The data format must:

Be Human Readable
In order to best integrate with version control, we want the data format to be text based (as opposed to in some sort of database) so that users can see the bugs and track changes directly in the version control system.  Furthermore, version control works best with text content, as it is easier to compare changes automatically.

Be Able to Store Metadata
A lesson learned from developing b is that metadata (assigned-to, bug status, etc.) needs to stick with the actual data like issue description and comments.  In b metadata was stored separately in order to ease caching, but I believe it makes more sense to keep cached data for speed separate from all the actual data.  The data structure therefore needs to store structured data that is machine readable, at the same time as remaining human readable.

Be Fast to Parse
We want this to be scalable and that means fast access to any bug.  This can largely be done with untracked cache files, but assuming each bug is stored in its own file, each file should be fast to display without caching.  Listing, browsing, and filtering can be assisted with some sort of caching or indexing mechanism that will remain invisible to the user.


These factors affect what formats we can use, some options include:

Plain Text / Custom Format
A plain text file is the most human readable, but the least computer parseable.  This what was used for b, text in the file was split into sections denoted by titles square brackets, and any section that wasn't empty was displayed, and metadata was stored in a separate file.

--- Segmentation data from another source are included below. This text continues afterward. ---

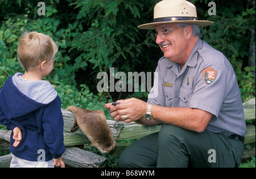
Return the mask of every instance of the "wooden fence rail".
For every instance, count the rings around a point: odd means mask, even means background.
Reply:
[[[244,103],[243,105],[245,120],[250,122],[247,122],[247,133],[245,138],[245,144],[247,144],[255,142],[255,98]],[[75,133],[70,132],[73,125],[74,115],[65,110],[62,110],[62,113],[64,121],[64,144],[66,147],[63,158],[66,165],[71,167],[100,167],[106,160],[106,157],[74,147],[79,145],[88,146],[91,143],[80,129]],[[158,132],[160,128],[160,126],[144,126],[134,122],[126,123],[110,120],[106,121],[117,142],[116,148],[112,152],[112,155],[115,156],[118,156],[120,154],[118,150],[119,146],[127,144],[120,144],[118,141],[140,138]],[[10,142],[11,133],[11,131],[0,130],[0,139]],[[123,146],[122,148],[123,148]],[[9,167],[11,160],[10,155],[0,157],[0,168]]]

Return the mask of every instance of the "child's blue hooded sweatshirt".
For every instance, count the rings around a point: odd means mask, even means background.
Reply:
[[[0,123],[22,132],[16,148],[12,133],[10,151],[29,161],[42,161],[42,149],[46,161],[59,159],[65,151],[60,99],[48,82],[27,81],[21,75],[11,76],[0,90]]]

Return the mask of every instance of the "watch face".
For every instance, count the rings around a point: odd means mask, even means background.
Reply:
[[[147,120],[150,120],[152,119],[152,116],[150,114],[146,114],[144,116]]]

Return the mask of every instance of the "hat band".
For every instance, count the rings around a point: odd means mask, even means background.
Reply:
[[[170,22],[170,21],[180,21],[180,20],[197,20],[196,17],[164,17],[154,19],[153,22]]]

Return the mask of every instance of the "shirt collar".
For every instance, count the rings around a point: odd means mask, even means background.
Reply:
[[[188,60],[184,65],[184,67],[187,66],[189,66],[190,67],[194,67],[196,66],[196,63],[197,62],[197,60],[194,60],[195,54],[201,48],[203,45],[203,41],[199,39],[197,41],[195,45],[194,48],[193,48],[192,51],[190,53],[189,56],[188,57]],[[168,62],[166,65],[166,67],[170,68],[174,66],[176,63],[173,62],[168,60]]]

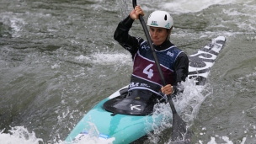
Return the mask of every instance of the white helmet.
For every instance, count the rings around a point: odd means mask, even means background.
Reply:
[[[155,11],[147,19],[147,25],[165,29],[171,29],[173,20],[171,15],[165,11]]]

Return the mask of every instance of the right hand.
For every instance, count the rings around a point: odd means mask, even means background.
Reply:
[[[130,13],[130,17],[132,19],[138,19],[140,14],[144,16],[144,12],[140,6],[136,6],[135,8]]]

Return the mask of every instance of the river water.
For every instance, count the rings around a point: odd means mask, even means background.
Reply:
[[[227,39],[190,99],[199,101],[187,120],[193,143],[256,143],[256,1],[137,3],[145,20],[157,9],[173,15],[171,40],[188,55]],[[129,83],[131,56],[113,35],[131,9],[125,0],[0,0],[1,144],[62,143],[88,110]],[[139,21],[131,34],[145,38]],[[168,131],[139,143],[171,143]]]

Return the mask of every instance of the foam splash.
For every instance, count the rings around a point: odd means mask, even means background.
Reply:
[[[229,4],[246,3],[246,1],[237,0],[204,0],[204,1],[189,1],[189,0],[173,0],[171,3],[163,3],[160,4],[160,8],[170,10],[173,13],[195,13],[209,8],[216,4]]]
[[[24,126],[15,126],[9,130],[9,133],[0,132],[1,144],[38,144],[43,142],[41,138],[37,138],[35,132],[29,132]]]

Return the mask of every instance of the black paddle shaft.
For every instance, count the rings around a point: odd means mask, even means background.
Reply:
[[[135,8],[137,5],[136,4],[136,0],[132,0],[132,4],[133,4],[133,8]],[[157,65],[157,71],[158,71],[159,75],[161,77],[163,85],[165,86],[166,85],[166,81],[164,79],[162,69],[160,67],[160,64],[158,62],[158,59],[157,59],[156,51],[155,51],[154,47],[152,45],[152,41],[150,38],[147,25],[145,24],[145,21],[143,19],[142,15],[141,15],[141,14],[139,15],[139,19],[140,19],[141,24],[143,27],[143,29],[144,29],[147,42],[149,44],[149,46],[150,46],[150,48],[152,51],[153,58],[155,60],[155,63]],[[173,104],[171,95],[168,95],[167,98],[168,98],[168,100],[169,104],[171,106],[172,112],[173,112],[173,131],[172,140],[173,141],[175,141],[175,140],[178,140],[178,139],[180,140],[180,139],[183,138],[183,135],[186,132],[186,123],[177,114],[177,111],[176,111],[176,109],[174,107],[174,104]]]

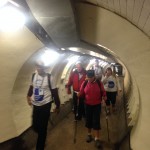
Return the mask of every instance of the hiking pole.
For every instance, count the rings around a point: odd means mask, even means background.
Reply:
[[[78,117],[78,106],[79,106],[79,98],[77,99],[77,110],[75,112],[75,118]],[[77,125],[78,125],[77,119],[75,119],[74,122],[75,123],[74,123],[74,138],[73,138],[73,142],[75,144],[76,143],[76,135],[77,135]]]
[[[108,142],[110,142],[109,129],[108,129],[108,114],[107,114],[107,108],[106,108],[106,106],[105,106],[105,112],[106,112],[107,136],[108,136]]]

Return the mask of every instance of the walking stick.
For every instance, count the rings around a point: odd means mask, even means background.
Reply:
[[[79,98],[77,99],[77,111],[75,114],[76,117],[78,116],[78,106],[79,106]],[[74,138],[73,138],[74,144],[76,143],[77,125],[78,125],[77,120],[75,120],[74,121]]]
[[[107,108],[106,108],[106,106],[105,106],[105,112],[106,112],[107,136],[108,136],[108,142],[110,142],[109,129],[108,129],[108,114],[107,114]]]

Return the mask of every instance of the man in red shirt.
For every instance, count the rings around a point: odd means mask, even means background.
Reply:
[[[94,130],[95,144],[97,148],[101,147],[100,143],[100,114],[102,99],[106,100],[106,92],[100,80],[95,78],[94,70],[87,71],[87,80],[81,85],[78,96],[85,97],[85,111],[86,111],[86,127],[88,136],[86,142],[91,142],[92,129]]]
[[[81,84],[85,81],[86,71],[83,68],[81,62],[76,63],[76,69],[70,74],[68,83],[66,85],[68,94],[71,94],[71,86],[73,86],[73,107],[75,120],[81,120],[85,116],[84,111],[84,97],[77,97],[77,93],[80,90]]]

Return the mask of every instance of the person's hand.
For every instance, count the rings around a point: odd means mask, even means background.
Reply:
[[[71,94],[71,89],[70,88],[67,89],[67,94]]]
[[[78,93],[77,93],[77,96],[80,97],[80,95],[81,95],[80,92],[78,92]]]
[[[32,106],[32,102],[31,101],[32,101],[32,98],[27,96],[27,103],[28,103],[29,106]]]
[[[60,112],[60,108],[55,108],[54,110],[53,110],[56,114],[59,114],[59,112]]]

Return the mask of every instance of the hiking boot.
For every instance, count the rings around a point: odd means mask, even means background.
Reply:
[[[102,144],[101,144],[100,140],[96,140],[96,141],[95,141],[95,146],[96,146],[98,149],[102,148]]]
[[[90,143],[93,140],[92,135],[88,135],[86,138],[86,142]]]
[[[106,115],[110,115],[110,110],[109,109],[106,110]]]

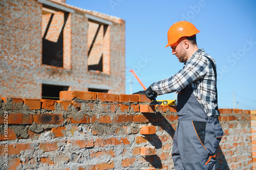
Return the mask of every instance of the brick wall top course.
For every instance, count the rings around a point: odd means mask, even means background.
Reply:
[[[9,169],[174,169],[177,106],[150,103],[143,95],[81,91],[61,91],[59,100],[0,98],[0,160],[8,146]],[[220,111],[226,135],[217,169],[251,169],[255,111]]]

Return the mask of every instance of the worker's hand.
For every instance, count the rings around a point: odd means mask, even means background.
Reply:
[[[145,95],[147,97],[147,98],[150,99],[151,101],[155,100],[156,98],[157,97],[156,93],[153,91],[152,88],[151,88],[151,86],[150,86],[145,91],[139,91],[136,92],[136,93],[133,93],[133,94],[135,94]]]

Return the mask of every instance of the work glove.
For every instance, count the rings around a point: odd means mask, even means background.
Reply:
[[[139,91],[133,93],[133,94],[136,94],[145,95],[151,101],[155,101],[157,97],[156,93],[153,91],[151,86],[150,86],[146,90]]]

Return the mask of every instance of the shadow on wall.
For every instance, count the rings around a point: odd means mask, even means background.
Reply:
[[[169,122],[159,112],[156,113],[142,113],[153,126],[159,126],[161,123],[161,128],[165,131],[173,139],[175,130]],[[162,143],[159,137],[156,134],[145,135],[145,139],[156,149],[162,148]],[[150,163],[155,168],[163,167],[161,159],[157,155],[147,156],[144,158],[145,160]],[[229,170],[227,161],[220,147],[216,153],[216,167],[218,170]]]
[[[225,158],[221,147],[219,147],[216,152],[216,168],[218,170],[229,170],[227,160]]]
[[[146,117],[153,126],[159,126],[165,131],[173,139],[175,130],[169,122],[159,112],[156,113],[144,113],[142,114]],[[159,124],[161,123],[161,124]],[[156,149],[162,148],[162,143],[159,137],[156,134],[145,135],[145,139]],[[147,162],[150,163],[155,168],[162,168],[163,165],[160,158],[157,155],[152,156],[147,156],[144,159]]]

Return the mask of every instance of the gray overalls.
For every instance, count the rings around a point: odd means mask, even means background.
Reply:
[[[178,95],[179,123],[172,154],[175,169],[215,169],[216,151],[224,135],[219,113],[208,116],[188,86]]]

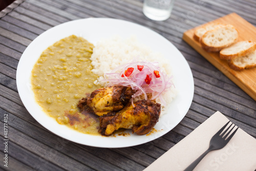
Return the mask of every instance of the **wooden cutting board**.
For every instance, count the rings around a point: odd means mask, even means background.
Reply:
[[[235,13],[198,27],[209,23],[217,23],[234,26],[239,34],[238,41],[248,40],[256,41],[256,28]],[[220,58],[219,53],[207,52],[202,48],[200,44],[194,39],[194,31],[198,27],[184,32],[183,40],[256,101],[256,67],[242,71],[234,71],[230,68],[226,60]]]

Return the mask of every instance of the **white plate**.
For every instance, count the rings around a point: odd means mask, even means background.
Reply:
[[[80,133],[65,125],[44,113],[37,104],[31,90],[31,71],[42,51],[60,39],[74,34],[83,37],[94,45],[103,38],[119,35],[128,37],[135,35],[139,41],[154,52],[160,52],[170,59],[175,87],[178,93],[168,104],[168,113],[159,118],[155,128],[160,131],[150,135],[106,137]],[[63,23],[45,32],[35,38],[22,55],[17,69],[17,87],[27,110],[40,124],[53,133],[80,144],[101,147],[123,147],[141,144],[161,137],[173,129],[187,112],[193,98],[194,84],[192,73],[185,58],[168,40],[156,32],[142,26],[112,18],[81,19]]]

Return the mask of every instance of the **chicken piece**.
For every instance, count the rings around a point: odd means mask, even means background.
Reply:
[[[150,132],[158,121],[161,104],[151,100],[139,100],[131,103],[118,112],[109,113],[99,117],[99,132],[109,136],[119,128],[132,129],[133,133],[144,135]]]
[[[95,90],[89,97],[81,99],[77,106],[81,110],[86,108],[101,116],[123,109],[134,93],[131,87],[116,86],[101,88]]]

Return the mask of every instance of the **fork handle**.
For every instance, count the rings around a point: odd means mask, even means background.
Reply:
[[[199,163],[200,161],[203,159],[203,158],[208,153],[214,150],[211,147],[209,147],[207,150],[206,150],[204,153],[203,153],[199,157],[197,158],[197,160],[195,160],[194,162],[190,164],[184,171],[190,171],[193,170],[195,167]]]

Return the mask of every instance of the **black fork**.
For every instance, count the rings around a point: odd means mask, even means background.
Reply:
[[[194,162],[190,164],[184,171],[193,170],[195,167],[198,165],[199,162],[210,151],[220,149],[224,147],[229,140],[233,137],[234,134],[238,129],[238,127],[233,132],[233,133],[227,138],[227,136],[230,134],[233,129],[236,126],[236,125],[233,123],[231,123],[228,127],[225,130],[222,134],[221,133],[223,131],[225,127],[227,127],[228,123],[230,121],[228,121],[225,125],[223,126],[214,136],[211,138],[210,141],[210,145],[209,148],[207,150],[205,151],[202,155],[201,155],[197,160],[195,160]],[[233,126],[231,129],[231,130],[227,133],[224,136],[223,136],[227,131],[230,128],[231,126],[233,125]]]

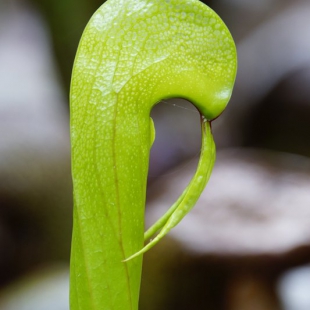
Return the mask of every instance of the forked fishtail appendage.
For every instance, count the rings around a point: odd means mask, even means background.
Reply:
[[[159,229],[159,234],[145,245],[140,251],[131,255],[124,261],[129,261],[151,249],[169,231],[175,227],[184,216],[194,207],[198,198],[207,184],[215,162],[215,144],[211,132],[211,124],[204,119],[201,121],[202,146],[200,159],[196,173],[179,199],[170,209],[153,224],[145,233],[145,237],[151,237]]]

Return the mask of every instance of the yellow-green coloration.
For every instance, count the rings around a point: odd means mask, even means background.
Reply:
[[[197,0],[108,0],[91,18],[78,48],[70,95],[71,310],[138,308],[138,254],[155,138],[150,111],[161,99],[182,97],[204,117],[197,172],[146,233],[148,238],[162,228],[156,243],[190,210],[209,178],[215,147],[207,120],[224,110],[235,74],[229,31]]]

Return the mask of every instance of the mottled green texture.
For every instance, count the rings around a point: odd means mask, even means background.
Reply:
[[[209,178],[215,148],[207,120],[225,108],[235,74],[230,33],[197,0],[108,0],[93,15],[78,48],[70,95],[71,310],[137,309],[142,256],[124,260],[143,248],[155,137],[150,111],[161,99],[182,97],[204,116],[196,175],[152,231],[164,227],[165,234]]]

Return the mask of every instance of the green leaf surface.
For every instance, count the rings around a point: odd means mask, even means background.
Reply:
[[[207,182],[210,123],[224,110],[236,50],[221,19],[197,0],[108,0],[81,38],[70,93],[74,224],[71,310],[136,310],[143,248],[150,111],[181,97],[203,115],[197,172],[152,234],[189,212]],[[148,233],[149,234],[149,233]],[[148,236],[148,235],[147,235]]]

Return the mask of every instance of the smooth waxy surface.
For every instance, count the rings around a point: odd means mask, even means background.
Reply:
[[[190,210],[215,158],[209,122],[225,108],[236,74],[233,40],[196,0],[108,0],[82,36],[71,84],[74,227],[71,310],[137,309],[150,110],[183,97],[204,116],[197,173],[152,229],[164,236]],[[147,237],[150,233],[147,234]]]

XML / JSON / Other Standard Data Format
A structured text file which will contain both user content and metadata in one file per bug.  The primary advantage is this will make working with the data very easy, as there exist powerful parsers for standard data formats in both Python and most other languages.  This seems like a better option than a custom format.

A potential limitation of this method (and to some extend the one above) is in how Mercurial stores changes.  More details can be found in this email thread.

A File-based Database
Another alternative is using a database system that works well with version control.  This might be somewhat ideal, as it would (presumably) work flawlessly with Mercurial's change tracking, and also be efficient.  The problem with this method is I don't know of such a tool.  It seems fairly likely to me that such a thing exists, but I don't know of it.


These are all the challenges and options that come to mind, what are your thoughts?